Geoffrey aveva inventato la tradizione delle Chiacchierate Fuoco-e-fiamme quando aveva convinto il proprietario del King's Head Pub a riservargli tutti i giovedì sera una saletta in cui lui e qualche altra testa calda di Oxford potessero perpetrare sacrilegi scientifici a scadenza fissa. Il loro pubblico entusiasta s'era presto allargato, tanto che dopo un po' c'erano solo posti in piedi. Era stato un periodo assai divertente nonostante le teorie ridicole, con il senno di poi, espresse in quella sede. Però il punto non era tanto avere ragione quanto sfidare il sapere convenzionale e innescare nuovi ragionamenti scientifici, anche se questo portava a demolire la teoria proposta. Per questi disastri era stato inventato un riconoscimento speciale, il Premio Icaro per la teoria che s'inabissava più in fretta.

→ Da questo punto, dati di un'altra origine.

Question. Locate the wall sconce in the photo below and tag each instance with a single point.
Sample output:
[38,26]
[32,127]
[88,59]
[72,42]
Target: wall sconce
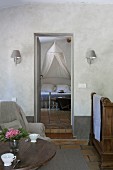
[90,56]
[17,56]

Era scienza a botta e risposta, teoria in azione, metodo in movimento, ma spesso nel rogo di un'ipotesi era possibile intravedere i tizzoni di una soluzione brillante. Gettare un'idea coraggiosa in pasto ai lupi era musica per le orecchie di Geoffrey. Quando non distruggevano le sue teorie gli altri le miglioravano, perciò s'era portato dietro l'usanza ovunque andasse come banco di prova per le proprie ipotesi meno ortodosse. Per lui queste conferenze erano l'equivalente di una recensione accademica.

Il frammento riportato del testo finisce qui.